The University of Wisconsin men’s hockey team could lose high-profile freshman winger Nic Kerdiles to what one school official said was an extraordinary case involving NCAA amateurism rules.
UW coach Mike Eaves announced Monday that the school is appealing a NCAA decision to make Kerdiles ineligible for the upcoming season.
If that decision were to stand, it’s doubtful that Kerdiles, a second-round NHL draft pick of Anaheim, would remain in school and return to the Badgers in 2013-14. It’s likely the Ducks would want him to continue his development somewhere else this season, which could mean a move to the Major Junior circuit in Canada.
A final response from the NCAA could come this week — the Badgers open the regular season Friday with a non-conference series vs. Northern Michigan in Green Bay — but the process could stretch into next week.
Multiple sources in the NHL and college hockey indicate the NCAA acted on photos and postings made public via social media that involve an agent and took place leading up to the NHL Entry Draft in June.
UW deputy athletic director Sean Frazier, who oversees men’s and women’s hockey and is a former chair of the NCAA Ice Hockey Committee, declined to get into specifics of the case Monday, but said the verdict handed down last Friday by the NCAA was “unprecedented.”

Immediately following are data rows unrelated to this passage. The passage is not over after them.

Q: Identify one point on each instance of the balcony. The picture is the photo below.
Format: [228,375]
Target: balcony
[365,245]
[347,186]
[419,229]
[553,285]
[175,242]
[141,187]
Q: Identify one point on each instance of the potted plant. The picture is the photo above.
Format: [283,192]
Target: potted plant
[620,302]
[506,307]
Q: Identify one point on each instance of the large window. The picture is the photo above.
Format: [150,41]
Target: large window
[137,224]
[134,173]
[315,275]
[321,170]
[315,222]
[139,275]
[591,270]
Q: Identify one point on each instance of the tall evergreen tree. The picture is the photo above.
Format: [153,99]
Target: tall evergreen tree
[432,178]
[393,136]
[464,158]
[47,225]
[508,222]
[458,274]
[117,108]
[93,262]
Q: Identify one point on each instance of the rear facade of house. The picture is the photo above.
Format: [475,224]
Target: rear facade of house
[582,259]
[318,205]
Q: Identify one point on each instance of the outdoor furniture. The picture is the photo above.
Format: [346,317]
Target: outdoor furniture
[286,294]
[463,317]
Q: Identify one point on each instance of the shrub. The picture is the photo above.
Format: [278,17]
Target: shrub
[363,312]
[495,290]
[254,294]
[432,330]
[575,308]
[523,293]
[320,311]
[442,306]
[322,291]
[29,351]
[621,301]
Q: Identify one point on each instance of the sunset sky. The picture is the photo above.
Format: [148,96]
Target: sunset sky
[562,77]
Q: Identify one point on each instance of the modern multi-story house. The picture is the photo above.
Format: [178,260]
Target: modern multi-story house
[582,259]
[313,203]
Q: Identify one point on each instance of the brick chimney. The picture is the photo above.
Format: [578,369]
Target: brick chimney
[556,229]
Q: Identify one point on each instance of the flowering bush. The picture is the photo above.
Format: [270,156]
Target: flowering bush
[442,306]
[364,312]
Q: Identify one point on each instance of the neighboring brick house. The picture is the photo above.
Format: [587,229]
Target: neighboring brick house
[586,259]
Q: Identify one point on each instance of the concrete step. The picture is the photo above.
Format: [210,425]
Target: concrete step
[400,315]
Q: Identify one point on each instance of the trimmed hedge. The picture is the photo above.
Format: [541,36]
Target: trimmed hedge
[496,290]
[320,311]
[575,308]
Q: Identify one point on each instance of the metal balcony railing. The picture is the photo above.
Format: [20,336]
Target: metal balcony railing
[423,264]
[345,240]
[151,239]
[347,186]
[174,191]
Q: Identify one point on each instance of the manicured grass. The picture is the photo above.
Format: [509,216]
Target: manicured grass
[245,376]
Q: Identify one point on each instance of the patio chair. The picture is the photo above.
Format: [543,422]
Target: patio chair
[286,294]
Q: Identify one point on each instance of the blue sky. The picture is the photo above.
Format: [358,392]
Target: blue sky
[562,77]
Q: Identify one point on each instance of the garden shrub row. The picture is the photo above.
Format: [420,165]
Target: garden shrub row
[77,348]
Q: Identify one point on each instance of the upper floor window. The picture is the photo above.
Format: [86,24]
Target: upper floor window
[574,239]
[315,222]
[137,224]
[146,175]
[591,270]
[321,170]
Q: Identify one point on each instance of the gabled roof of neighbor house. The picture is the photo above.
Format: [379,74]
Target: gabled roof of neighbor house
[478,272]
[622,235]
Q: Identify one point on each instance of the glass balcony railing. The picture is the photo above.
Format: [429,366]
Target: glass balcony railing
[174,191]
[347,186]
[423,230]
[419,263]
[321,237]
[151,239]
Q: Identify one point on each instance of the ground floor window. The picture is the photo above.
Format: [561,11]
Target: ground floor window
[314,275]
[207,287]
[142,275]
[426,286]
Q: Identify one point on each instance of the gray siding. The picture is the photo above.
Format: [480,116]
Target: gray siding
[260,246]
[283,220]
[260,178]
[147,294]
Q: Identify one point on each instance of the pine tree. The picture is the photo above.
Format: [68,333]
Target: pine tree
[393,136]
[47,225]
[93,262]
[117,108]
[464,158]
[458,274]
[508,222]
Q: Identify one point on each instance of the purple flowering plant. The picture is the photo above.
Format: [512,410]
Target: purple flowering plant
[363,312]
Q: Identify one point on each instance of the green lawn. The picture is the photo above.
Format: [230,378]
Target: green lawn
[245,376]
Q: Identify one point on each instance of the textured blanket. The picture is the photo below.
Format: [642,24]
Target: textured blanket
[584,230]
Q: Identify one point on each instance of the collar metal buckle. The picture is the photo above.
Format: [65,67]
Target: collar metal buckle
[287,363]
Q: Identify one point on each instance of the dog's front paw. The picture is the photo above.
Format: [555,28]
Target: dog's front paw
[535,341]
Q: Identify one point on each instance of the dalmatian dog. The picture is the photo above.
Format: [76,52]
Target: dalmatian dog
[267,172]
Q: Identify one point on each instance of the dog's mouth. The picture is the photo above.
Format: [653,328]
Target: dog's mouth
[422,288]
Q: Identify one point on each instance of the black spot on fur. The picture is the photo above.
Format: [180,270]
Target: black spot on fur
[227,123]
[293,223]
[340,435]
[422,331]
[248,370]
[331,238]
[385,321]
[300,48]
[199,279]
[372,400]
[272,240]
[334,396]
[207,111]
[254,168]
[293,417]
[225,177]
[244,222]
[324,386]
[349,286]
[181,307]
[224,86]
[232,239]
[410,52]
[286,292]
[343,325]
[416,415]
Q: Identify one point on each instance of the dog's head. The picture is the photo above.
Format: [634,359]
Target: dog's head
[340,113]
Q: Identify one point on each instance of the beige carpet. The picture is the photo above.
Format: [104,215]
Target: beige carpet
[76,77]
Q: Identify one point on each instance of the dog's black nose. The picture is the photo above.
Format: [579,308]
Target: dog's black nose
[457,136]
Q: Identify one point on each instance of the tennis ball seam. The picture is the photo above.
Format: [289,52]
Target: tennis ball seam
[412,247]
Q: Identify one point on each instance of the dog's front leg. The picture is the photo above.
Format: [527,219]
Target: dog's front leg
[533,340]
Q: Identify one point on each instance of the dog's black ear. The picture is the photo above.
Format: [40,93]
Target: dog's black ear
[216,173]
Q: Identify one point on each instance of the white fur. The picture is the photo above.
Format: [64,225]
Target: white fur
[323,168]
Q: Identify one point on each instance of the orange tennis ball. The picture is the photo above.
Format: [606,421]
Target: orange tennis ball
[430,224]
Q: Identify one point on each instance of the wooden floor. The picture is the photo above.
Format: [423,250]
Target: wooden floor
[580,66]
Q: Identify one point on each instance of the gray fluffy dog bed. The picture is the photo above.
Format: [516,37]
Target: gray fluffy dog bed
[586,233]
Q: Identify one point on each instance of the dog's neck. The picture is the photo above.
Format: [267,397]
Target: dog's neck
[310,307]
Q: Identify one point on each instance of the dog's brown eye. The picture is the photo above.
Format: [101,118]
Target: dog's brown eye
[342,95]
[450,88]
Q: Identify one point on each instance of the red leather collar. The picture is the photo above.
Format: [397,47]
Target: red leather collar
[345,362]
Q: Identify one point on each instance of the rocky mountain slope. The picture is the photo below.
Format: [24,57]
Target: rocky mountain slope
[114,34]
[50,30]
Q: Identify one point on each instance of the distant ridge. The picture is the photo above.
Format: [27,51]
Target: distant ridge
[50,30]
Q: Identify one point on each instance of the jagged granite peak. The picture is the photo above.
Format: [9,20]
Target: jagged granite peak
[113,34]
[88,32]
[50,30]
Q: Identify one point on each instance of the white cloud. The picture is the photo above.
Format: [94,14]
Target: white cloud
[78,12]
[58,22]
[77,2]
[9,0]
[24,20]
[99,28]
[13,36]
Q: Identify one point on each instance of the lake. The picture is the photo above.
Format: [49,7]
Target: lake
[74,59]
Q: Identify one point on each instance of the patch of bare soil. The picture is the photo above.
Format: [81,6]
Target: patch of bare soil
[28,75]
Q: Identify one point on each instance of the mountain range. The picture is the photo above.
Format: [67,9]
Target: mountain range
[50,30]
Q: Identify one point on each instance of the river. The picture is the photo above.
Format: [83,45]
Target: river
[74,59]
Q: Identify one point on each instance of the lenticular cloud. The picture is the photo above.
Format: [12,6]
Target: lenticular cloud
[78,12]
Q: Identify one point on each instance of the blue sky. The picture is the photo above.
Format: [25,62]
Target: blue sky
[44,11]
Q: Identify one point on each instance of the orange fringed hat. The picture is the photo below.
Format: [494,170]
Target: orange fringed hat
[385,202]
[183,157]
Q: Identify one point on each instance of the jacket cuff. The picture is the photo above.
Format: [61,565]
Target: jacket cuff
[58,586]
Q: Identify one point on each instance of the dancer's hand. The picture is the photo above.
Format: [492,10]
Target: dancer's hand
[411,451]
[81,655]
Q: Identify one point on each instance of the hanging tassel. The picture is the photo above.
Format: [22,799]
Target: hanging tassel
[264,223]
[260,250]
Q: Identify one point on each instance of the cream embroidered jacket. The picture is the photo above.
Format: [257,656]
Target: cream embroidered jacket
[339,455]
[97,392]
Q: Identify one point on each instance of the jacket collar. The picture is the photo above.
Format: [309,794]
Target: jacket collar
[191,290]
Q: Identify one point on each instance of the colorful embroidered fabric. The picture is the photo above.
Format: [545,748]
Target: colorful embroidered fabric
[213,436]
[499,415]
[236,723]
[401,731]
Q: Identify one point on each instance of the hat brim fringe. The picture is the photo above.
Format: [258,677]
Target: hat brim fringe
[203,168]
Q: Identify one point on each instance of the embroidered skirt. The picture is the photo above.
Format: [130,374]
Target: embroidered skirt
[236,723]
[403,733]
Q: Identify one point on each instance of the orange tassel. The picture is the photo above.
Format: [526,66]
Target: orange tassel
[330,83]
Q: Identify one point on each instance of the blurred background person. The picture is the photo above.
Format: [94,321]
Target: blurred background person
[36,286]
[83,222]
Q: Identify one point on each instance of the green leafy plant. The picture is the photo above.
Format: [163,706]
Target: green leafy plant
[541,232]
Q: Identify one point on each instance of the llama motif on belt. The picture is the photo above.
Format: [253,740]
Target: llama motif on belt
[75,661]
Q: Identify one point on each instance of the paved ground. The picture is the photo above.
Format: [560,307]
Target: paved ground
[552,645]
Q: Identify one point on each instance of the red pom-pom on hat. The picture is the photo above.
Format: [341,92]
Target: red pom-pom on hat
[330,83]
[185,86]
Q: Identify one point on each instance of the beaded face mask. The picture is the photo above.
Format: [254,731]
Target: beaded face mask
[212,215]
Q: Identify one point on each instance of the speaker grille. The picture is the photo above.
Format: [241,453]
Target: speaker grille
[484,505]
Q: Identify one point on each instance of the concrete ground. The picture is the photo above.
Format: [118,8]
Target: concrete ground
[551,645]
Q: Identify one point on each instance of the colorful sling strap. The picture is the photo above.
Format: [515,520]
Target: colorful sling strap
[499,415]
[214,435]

It’s commonplace for hockey prospects like Kerdiles to have family advisers — almost all are certified as professional sports agents — as long as the adviser abides by NCAA rules that prohibit marketing the player, negotiating with professional teams on the player’s behalf or providing extra benefits like clothes, meals or merchandise of value.
It’s not clear what specific issues led the NCAA to rule against Kerdiles, an 18-year-old from Irvine, Calif., but the Bucky’s 5th Quarter website culled a photo from an agent’s Twitter account that showed Kerdiles and two of the agent’s clients holding glasses that advertised a specific energy drink.
The photo could be construed as Kerdiles being marketed by the representative as well as being used to promote a specific product.
The agent who posted the energy drink photo, Toronto-based Ian Pulver of Pulver Sports, didn’t return a phone call seeking comment Monday. Pulver was also shown in the photo with Kerdiles and others at dinner.
Former UW goaltender David McNab, the senior vice president of hockey operations for the NHL club that drafted Kerdiles, didn’t return a phone message Monday.
Kerdiles’ mother, Nathalie, declined comment citing instructions from the NCAA.
It was a little over a week ago that Nic Kerdiles sat in the stands at the Kohl Center and spoke glowingly of his time in Madison.
“I love it here,” he volunteered.
Kerdiles took part in practice Monday with the Badgers — their first at the new LaBahn Arena — but wasn’t on any of the top four lines. He was in street clothes Saturday when UW opened the season with a 5-0 win over the U.S. under-18 team in an exhibition game at the Kohl Center.
Coach Mike Eaves was asked to gauge the impact of possibly losing a talent like Kerdiles for this season and beyond.
“Hard to say because he hasn’t been in the lineup,” Eaves said. “But you would project — because of, for example, where he was drafted — that he’d be an impact player.”